EDD (enhanced due diligence) screening

Customers assessed as high risk must be subject to ongoing monitoring.

High -  sources of information on PEPs, sanctions lists and incidents of adverse media are digitised and published via APIs.

Approve client for onboarding

Customers scored as Low risk, or those High risk but who satisfy EDD screening, are approved for onboarding.

Medium - penetrating customer due diligence creates sufficient knowledge of customers to allow automation.

 

As shown in the table above, many activities of a typical KYC process are candidates for automation. This is consistent with findings published in the June 2017 edition of McKinsey Quarterly: “McKinsey Global Institute (MGI) research suggests that companies can automate at least 30 percent of the activities in about 60 percent of all occupations by using technologies available today”. 

Redesigning and automating the KYC process with RPA and AI

In a redesigned and automated process, RPA and AI are applied to those activities identified above as having high potential for automation, and the new activity of “Codify KYC policy” is added. In the old process, KYC policies exist as business rules captured in paper or electronic documents which guide the work of KYC operations. In practice, this approach creates risk to the firm as the senior risk professionals responsible for creating policies can only be certain these are consistently applied through constant oversight: however, such policing proves impossible to maintain, degrading to staff morale and expensive.

In the new process, KYC policies defined by the firm’s senior risk professionals are expressed in a new form, one that is readily understood by KYC professionals and by regulators, but also codified as a set of instructions to program a software robot. As well as automating tasks, this approach ensures that a KYC policy can be defined once and consistently enforced for every new customer. Additionally, policies are easy to amend, so the firm can respond with agility as regulations change.

The work of Customer Due Diligence (CDD) requires a KYC analyst to download information from multiple sources, compare facts on companies, shareholders and beneficial owners gleaned from each source and build an understanding that is comprehensive, consistent and accurate. This can be difficult, as each new information source requires the analysts to reassess and re-document their understanding. In the new process, RPA automates this work by extracting information in real time from multiple sources via APIs, and then analyses and merges multiple instances of the same legal entity (people and companies) represented in different data sources. Automation of this activity alone lifts the productivity of KYC analysts as due diligence work that previously consumed many hours is completed in just minutes by a software robot.

KYC remediation

Evolving criminal threats continue to drive new, increasingly stringent regulations.
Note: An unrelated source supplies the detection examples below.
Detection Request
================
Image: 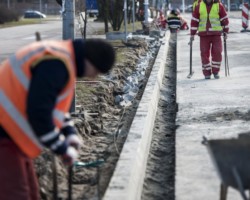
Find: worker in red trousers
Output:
[190,0,229,79]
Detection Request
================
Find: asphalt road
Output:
[0,17,104,63]
[176,12,250,200]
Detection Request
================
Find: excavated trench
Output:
[35,39,160,200]
[141,34,177,200]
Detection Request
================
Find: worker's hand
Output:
[223,32,227,40]
[66,134,81,150]
[62,146,78,166]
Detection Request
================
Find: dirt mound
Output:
[35,39,159,200]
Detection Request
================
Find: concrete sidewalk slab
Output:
[176,20,250,200]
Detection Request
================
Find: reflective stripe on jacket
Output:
[0,41,75,158]
[198,1,222,32]
[167,14,181,29]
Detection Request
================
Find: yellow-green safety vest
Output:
[198,1,222,32]
[193,0,199,11]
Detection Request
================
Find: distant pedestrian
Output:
[167,9,181,33]
[0,39,115,200]
[190,0,229,79]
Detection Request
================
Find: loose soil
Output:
[35,39,159,200]
[141,34,177,200]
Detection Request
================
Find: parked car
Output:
[24,10,46,18]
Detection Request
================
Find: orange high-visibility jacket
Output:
[0,40,76,158]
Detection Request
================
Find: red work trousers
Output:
[200,35,222,76]
[0,138,39,200]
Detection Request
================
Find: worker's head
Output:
[84,39,115,78]
[204,0,213,5]
[171,9,178,16]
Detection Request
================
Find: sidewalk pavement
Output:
[176,17,250,200]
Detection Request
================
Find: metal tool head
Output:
[205,135,250,189]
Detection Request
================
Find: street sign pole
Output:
[62,0,75,113]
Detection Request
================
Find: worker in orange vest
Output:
[157,11,167,29]
[0,39,115,200]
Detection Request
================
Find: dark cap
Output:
[84,39,115,73]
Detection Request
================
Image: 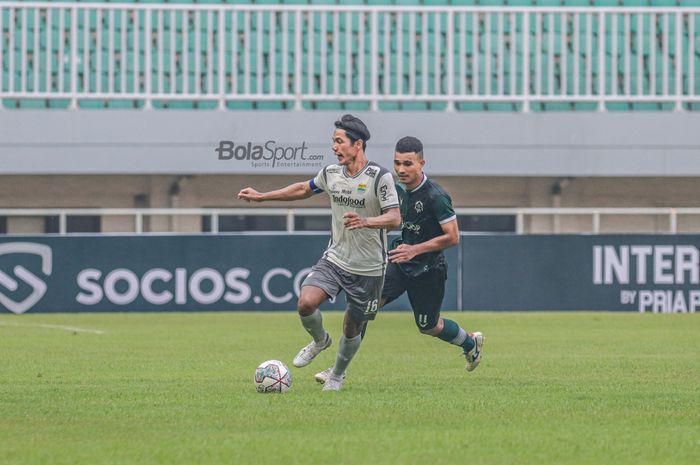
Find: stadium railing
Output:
[0,208,700,235]
[0,1,700,111]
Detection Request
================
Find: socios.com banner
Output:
[0,234,458,313]
[0,234,700,313]
[461,235,700,313]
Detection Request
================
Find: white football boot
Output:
[292,333,333,368]
[464,331,486,371]
[314,367,345,384]
[322,373,345,391]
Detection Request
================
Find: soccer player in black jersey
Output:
[316,137,484,383]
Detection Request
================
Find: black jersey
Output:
[392,175,457,276]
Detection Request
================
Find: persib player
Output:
[238,115,401,391]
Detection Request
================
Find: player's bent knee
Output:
[418,325,440,336]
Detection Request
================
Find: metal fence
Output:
[0,1,700,111]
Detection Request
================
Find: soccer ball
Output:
[253,360,292,393]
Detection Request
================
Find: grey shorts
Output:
[301,258,384,321]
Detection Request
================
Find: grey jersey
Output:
[309,162,399,276]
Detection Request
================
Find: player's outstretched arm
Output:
[238,181,314,202]
[343,208,401,229]
[389,219,459,263]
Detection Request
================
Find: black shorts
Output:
[382,263,447,329]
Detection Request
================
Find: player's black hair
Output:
[334,115,370,150]
[394,136,423,159]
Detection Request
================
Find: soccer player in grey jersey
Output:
[238,115,401,391]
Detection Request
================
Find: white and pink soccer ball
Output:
[253,360,292,393]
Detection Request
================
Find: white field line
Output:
[0,321,105,334]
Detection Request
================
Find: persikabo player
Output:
[238,115,401,391]
[315,137,484,383]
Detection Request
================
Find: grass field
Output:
[0,312,700,465]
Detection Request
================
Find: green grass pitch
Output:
[0,312,700,465]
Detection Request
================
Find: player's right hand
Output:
[238,187,262,202]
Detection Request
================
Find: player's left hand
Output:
[389,244,418,263]
[343,212,368,230]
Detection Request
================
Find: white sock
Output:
[300,309,326,344]
[331,335,362,377]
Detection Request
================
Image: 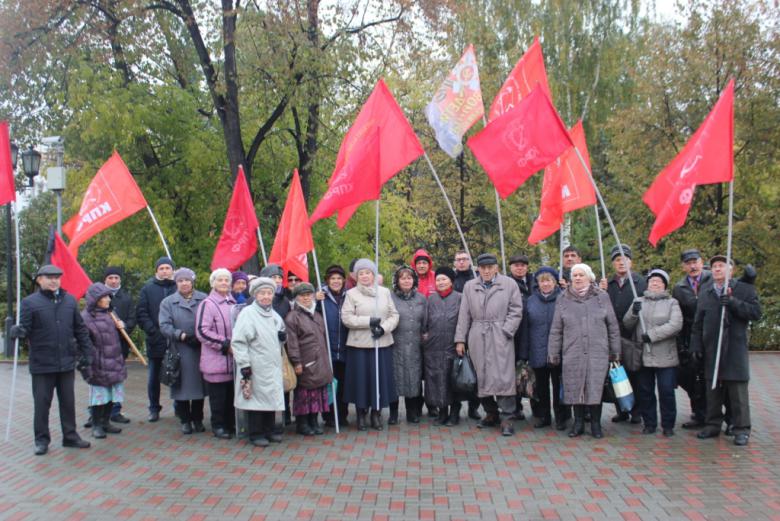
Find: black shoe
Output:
[696,426,720,440]
[62,438,91,449]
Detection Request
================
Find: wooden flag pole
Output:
[712,178,734,389]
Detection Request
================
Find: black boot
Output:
[387,402,398,425]
[590,404,604,439]
[569,405,585,438]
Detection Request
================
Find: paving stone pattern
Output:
[0,353,780,521]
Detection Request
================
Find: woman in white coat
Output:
[231,277,286,447]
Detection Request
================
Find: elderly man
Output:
[455,253,523,436]
[691,255,761,446]
[10,264,94,456]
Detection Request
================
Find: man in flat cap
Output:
[455,253,523,436]
[10,264,94,450]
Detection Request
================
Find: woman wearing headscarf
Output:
[341,259,398,431]
[231,277,286,447]
[160,267,206,434]
[387,266,427,425]
[623,269,683,437]
[195,268,236,439]
[547,264,621,438]
[423,266,461,426]
[81,282,127,438]
[518,266,571,431]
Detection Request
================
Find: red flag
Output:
[46,226,92,300]
[488,37,552,121]
[468,88,573,199]
[528,120,596,244]
[268,169,314,287]
[211,166,260,271]
[311,79,424,228]
[62,151,147,256]
[642,80,734,246]
[0,121,16,205]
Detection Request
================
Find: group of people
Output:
[11,245,761,454]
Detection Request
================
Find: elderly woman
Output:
[341,259,398,431]
[231,277,285,447]
[518,266,571,431]
[195,268,236,439]
[81,282,127,438]
[423,266,461,426]
[284,282,333,436]
[387,266,426,425]
[160,268,206,434]
[623,269,683,437]
[547,264,620,438]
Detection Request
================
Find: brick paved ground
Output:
[0,354,780,521]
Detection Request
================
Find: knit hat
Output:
[173,266,195,282]
[436,266,455,282]
[154,257,176,270]
[249,277,276,297]
[354,259,377,275]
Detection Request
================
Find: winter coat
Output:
[423,291,463,407]
[284,304,333,389]
[195,290,235,383]
[111,288,136,358]
[455,274,523,398]
[160,290,206,401]
[341,284,398,348]
[231,302,285,411]
[392,290,427,398]
[607,271,647,338]
[19,289,94,374]
[319,287,349,362]
[691,279,761,385]
[518,286,561,369]
[81,282,127,387]
[547,285,620,405]
[135,277,176,358]
[623,291,682,367]
[672,271,712,351]
[409,248,436,297]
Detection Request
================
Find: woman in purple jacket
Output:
[81,282,127,438]
[195,268,236,439]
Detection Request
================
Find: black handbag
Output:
[160,342,181,387]
[450,354,477,394]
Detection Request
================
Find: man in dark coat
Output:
[135,257,176,422]
[9,264,94,456]
[600,244,647,424]
[691,255,761,446]
[103,266,135,423]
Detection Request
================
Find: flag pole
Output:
[5,202,22,443]
[146,204,173,260]
[424,152,474,269]
[310,246,339,434]
[712,177,734,389]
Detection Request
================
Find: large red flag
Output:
[268,169,314,287]
[46,226,92,300]
[0,121,16,205]
[468,87,573,199]
[312,79,424,228]
[642,80,734,246]
[211,166,260,271]
[488,37,552,121]
[528,120,596,244]
[62,151,147,256]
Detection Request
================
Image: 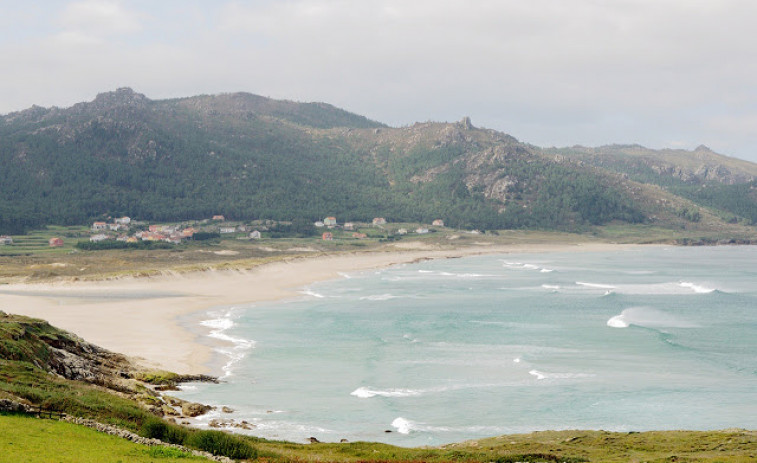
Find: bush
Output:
[185,431,258,459]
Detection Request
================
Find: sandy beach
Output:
[0,243,629,374]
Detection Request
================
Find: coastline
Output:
[0,242,642,374]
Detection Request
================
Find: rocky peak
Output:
[92,87,150,109]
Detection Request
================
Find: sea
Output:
[176,246,757,446]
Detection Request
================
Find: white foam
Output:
[392,416,414,434]
[607,314,628,328]
[528,370,595,381]
[576,281,615,289]
[200,307,255,377]
[680,281,715,294]
[300,288,326,299]
[350,387,423,399]
[607,307,697,328]
[528,370,547,380]
[360,293,401,301]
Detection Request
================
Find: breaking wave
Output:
[607,307,698,328]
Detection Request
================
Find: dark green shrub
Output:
[185,431,258,459]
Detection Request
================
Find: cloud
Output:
[0,0,757,160]
[60,0,142,36]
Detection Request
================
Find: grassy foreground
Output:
[0,415,208,463]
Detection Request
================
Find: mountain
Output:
[0,88,757,237]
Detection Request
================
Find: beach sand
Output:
[0,243,628,374]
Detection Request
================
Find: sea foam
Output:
[200,307,255,377]
[350,387,423,399]
[607,307,698,328]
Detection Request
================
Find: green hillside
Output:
[0,89,757,239]
[0,312,757,463]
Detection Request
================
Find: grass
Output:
[0,414,208,463]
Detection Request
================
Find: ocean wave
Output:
[528,370,596,381]
[576,281,616,289]
[607,307,698,328]
[360,293,402,301]
[200,307,255,377]
[679,281,715,294]
[350,387,424,399]
[300,288,326,299]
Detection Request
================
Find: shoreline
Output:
[0,242,648,374]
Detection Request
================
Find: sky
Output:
[0,0,757,162]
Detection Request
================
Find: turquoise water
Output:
[174,247,757,446]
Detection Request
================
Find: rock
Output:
[181,402,213,418]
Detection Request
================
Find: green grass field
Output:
[0,414,208,463]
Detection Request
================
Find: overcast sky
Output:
[0,0,757,162]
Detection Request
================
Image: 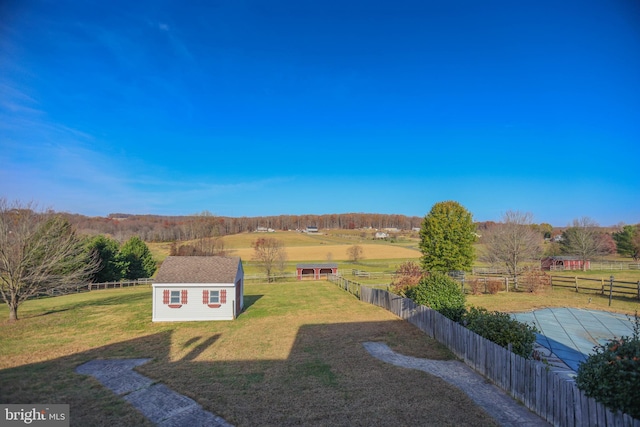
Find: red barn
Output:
[296,264,338,280]
[540,256,591,271]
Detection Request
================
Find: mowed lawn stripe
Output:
[0,281,493,426]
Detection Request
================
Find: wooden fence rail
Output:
[328,275,640,427]
[550,276,640,299]
[86,279,151,291]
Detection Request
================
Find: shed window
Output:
[209,291,220,304]
[162,289,188,308]
[169,291,180,304]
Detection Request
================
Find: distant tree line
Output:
[64,211,422,242]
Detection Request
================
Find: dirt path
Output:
[362,342,549,427]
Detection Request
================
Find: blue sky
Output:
[0,0,640,226]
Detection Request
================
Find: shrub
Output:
[389,261,423,296]
[486,279,503,295]
[405,273,465,322]
[467,279,484,295]
[460,307,537,358]
[576,312,640,418]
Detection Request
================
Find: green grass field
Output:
[0,282,493,426]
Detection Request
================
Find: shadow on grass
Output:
[0,320,495,426]
[242,295,264,311]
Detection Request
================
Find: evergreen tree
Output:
[420,201,476,272]
[87,234,128,283]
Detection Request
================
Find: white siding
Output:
[152,284,236,322]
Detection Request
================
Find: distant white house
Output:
[256,227,276,233]
[152,256,244,322]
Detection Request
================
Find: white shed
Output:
[152,256,244,322]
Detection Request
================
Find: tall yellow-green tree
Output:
[420,201,476,272]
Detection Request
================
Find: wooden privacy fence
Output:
[350,282,640,427]
[551,276,640,305]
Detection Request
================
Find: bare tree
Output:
[253,237,287,282]
[347,245,364,263]
[481,211,543,283]
[0,199,100,321]
[560,216,607,270]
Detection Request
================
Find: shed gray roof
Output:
[153,256,241,283]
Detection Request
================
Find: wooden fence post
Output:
[609,275,613,307]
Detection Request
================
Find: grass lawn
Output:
[0,281,494,426]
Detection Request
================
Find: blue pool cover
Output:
[512,308,633,371]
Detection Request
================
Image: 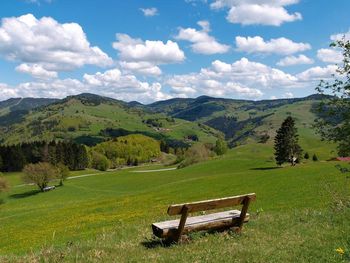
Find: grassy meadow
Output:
[0,144,350,262]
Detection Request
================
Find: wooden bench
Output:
[152,193,256,242]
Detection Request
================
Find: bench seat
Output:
[152,210,249,238]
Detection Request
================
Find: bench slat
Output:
[152,210,249,238]
[168,193,256,215]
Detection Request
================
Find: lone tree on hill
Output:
[23,163,59,192]
[274,116,302,166]
[315,36,350,156]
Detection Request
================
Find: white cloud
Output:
[84,69,170,102]
[317,48,343,63]
[297,65,338,81]
[0,14,112,75]
[119,61,162,76]
[0,69,171,103]
[236,36,311,55]
[277,55,314,67]
[283,92,294,99]
[0,83,20,100]
[113,34,185,75]
[210,0,302,26]
[165,58,299,99]
[16,63,57,79]
[140,7,158,16]
[331,30,350,41]
[175,21,230,55]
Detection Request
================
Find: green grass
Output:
[0,144,350,262]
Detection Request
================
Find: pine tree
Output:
[274,116,302,166]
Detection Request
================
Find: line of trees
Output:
[0,141,89,172]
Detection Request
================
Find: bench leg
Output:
[236,197,250,233]
[174,206,188,242]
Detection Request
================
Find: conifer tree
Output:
[274,116,302,166]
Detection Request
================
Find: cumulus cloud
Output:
[16,63,57,79]
[0,69,171,103]
[210,0,302,26]
[283,92,294,99]
[317,48,343,63]
[175,21,230,55]
[113,34,185,75]
[84,69,170,102]
[331,30,350,41]
[0,14,113,77]
[277,55,314,67]
[236,36,311,55]
[140,7,158,16]
[165,58,299,99]
[297,65,338,81]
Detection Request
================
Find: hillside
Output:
[0,93,330,150]
[142,95,326,146]
[0,94,220,145]
[0,98,58,127]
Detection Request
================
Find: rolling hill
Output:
[0,93,324,151]
[0,94,220,145]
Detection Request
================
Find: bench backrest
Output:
[168,193,256,216]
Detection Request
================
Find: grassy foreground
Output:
[0,144,350,262]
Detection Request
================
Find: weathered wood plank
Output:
[168,193,256,215]
[152,210,249,238]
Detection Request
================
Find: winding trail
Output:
[130,167,177,173]
[13,165,177,188]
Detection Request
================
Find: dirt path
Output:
[130,167,177,173]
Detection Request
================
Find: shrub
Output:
[23,162,59,192]
[214,139,227,155]
[259,133,270,143]
[57,163,69,186]
[93,134,160,167]
[91,151,109,171]
[0,173,9,193]
[178,144,211,168]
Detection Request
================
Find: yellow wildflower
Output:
[335,247,345,255]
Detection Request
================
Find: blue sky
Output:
[0,0,350,103]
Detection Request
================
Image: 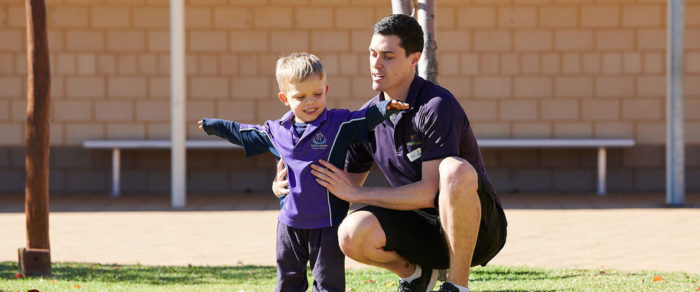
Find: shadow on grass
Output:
[0,262,277,285]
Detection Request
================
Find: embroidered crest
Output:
[311,133,328,150]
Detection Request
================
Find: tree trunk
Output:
[416,0,438,84]
[20,0,51,275]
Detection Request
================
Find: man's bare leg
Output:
[338,211,416,278]
[438,157,481,287]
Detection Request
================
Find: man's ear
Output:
[277,92,289,106]
[411,52,421,66]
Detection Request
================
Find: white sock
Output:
[401,264,422,283]
[450,282,471,292]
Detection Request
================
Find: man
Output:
[273,14,507,292]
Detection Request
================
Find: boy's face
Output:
[369,34,420,92]
[279,77,328,123]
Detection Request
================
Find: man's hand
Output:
[272,159,289,198]
[311,160,358,203]
[386,99,410,111]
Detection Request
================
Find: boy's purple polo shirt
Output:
[347,76,500,205]
[202,102,388,229]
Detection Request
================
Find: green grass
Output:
[0,262,700,292]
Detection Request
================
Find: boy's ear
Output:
[277,92,289,106]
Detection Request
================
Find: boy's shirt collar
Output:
[280,108,328,144]
[377,75,425,108]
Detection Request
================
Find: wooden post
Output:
[19,0,51,276]
[416,0,438,84]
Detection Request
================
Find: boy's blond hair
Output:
[275,52,326,92]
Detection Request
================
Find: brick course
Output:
[0,0,700,192]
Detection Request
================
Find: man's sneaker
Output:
[398,267,438,292]
[433,282,459,292]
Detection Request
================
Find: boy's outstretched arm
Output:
[386,99,410,112]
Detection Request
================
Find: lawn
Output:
[0,262,700,292]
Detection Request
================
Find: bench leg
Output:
[112,148,121,197]
[598,147,607,196]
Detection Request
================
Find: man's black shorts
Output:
[357,174,508,269]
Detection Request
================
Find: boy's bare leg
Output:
[438,157,481,287]
[338,211,416,278]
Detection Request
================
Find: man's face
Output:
[369,34,420,92]
[279,77,328,123]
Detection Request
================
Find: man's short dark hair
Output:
[374,14,423,56]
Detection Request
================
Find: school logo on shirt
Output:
[406,135,421,146]
[311,133,328,150]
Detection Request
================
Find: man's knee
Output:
[439,157,479,194]
[338,211,386,258]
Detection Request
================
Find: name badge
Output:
[406,148,421,162]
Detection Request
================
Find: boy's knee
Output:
[438,157,479,193]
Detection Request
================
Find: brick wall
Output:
[0,0,700,191]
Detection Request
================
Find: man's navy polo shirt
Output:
[347,76,500,205]
[202,102,396,229]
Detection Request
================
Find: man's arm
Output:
[197,119,280,158]
[311,159,442,210]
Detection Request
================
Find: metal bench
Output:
[83,140,243,197]
[83,139,635,196]
[479,139,635,195]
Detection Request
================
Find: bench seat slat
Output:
[83,140,243,149]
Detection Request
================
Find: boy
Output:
[199,53,408,292]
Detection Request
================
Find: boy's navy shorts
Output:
[357,174,508,269]
[275,221,345,292]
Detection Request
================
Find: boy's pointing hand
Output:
[386,99,409,111]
Firms operating in regulated industries are obliged to promptly update the KYC profiles of all existing customers in line with new requirements. Until this remediation is complete, firms are exposed to regulatory risk as their records reflect outdated or incomplete information. For a time, and in a bid to simplify the remediation challenge, rather than spend the time and money needed for penetrating KYC across their customer book, financial institutions chose to de-risk entire industry sectors considered to be high-risk by wholesale termination of relationships. Regulators sought to curtail this trend, which had a particularly severe impact on the FinTech sector, where it threatened to stifle the innovation so promising to banks looking to improve processes and drive efficiency. When RPA is applied to KYC processes, remediation is simplified and its costs dramatically reduced as hundreds or thousands of existing customers can be checked against the requirements of the new regulation as a single task.

Summary of benefits

The Fourth Industrial Revolution has created the conditions for automation of much of the work of KYC. RPA and AI reduce costs and improves productivity of activities involving rote repetition and adherence to rules while freeing human experts to apply their experience and judgment to accelerate customer onboarding while protecting firms against the risk of being used by criminals intent on money laundering.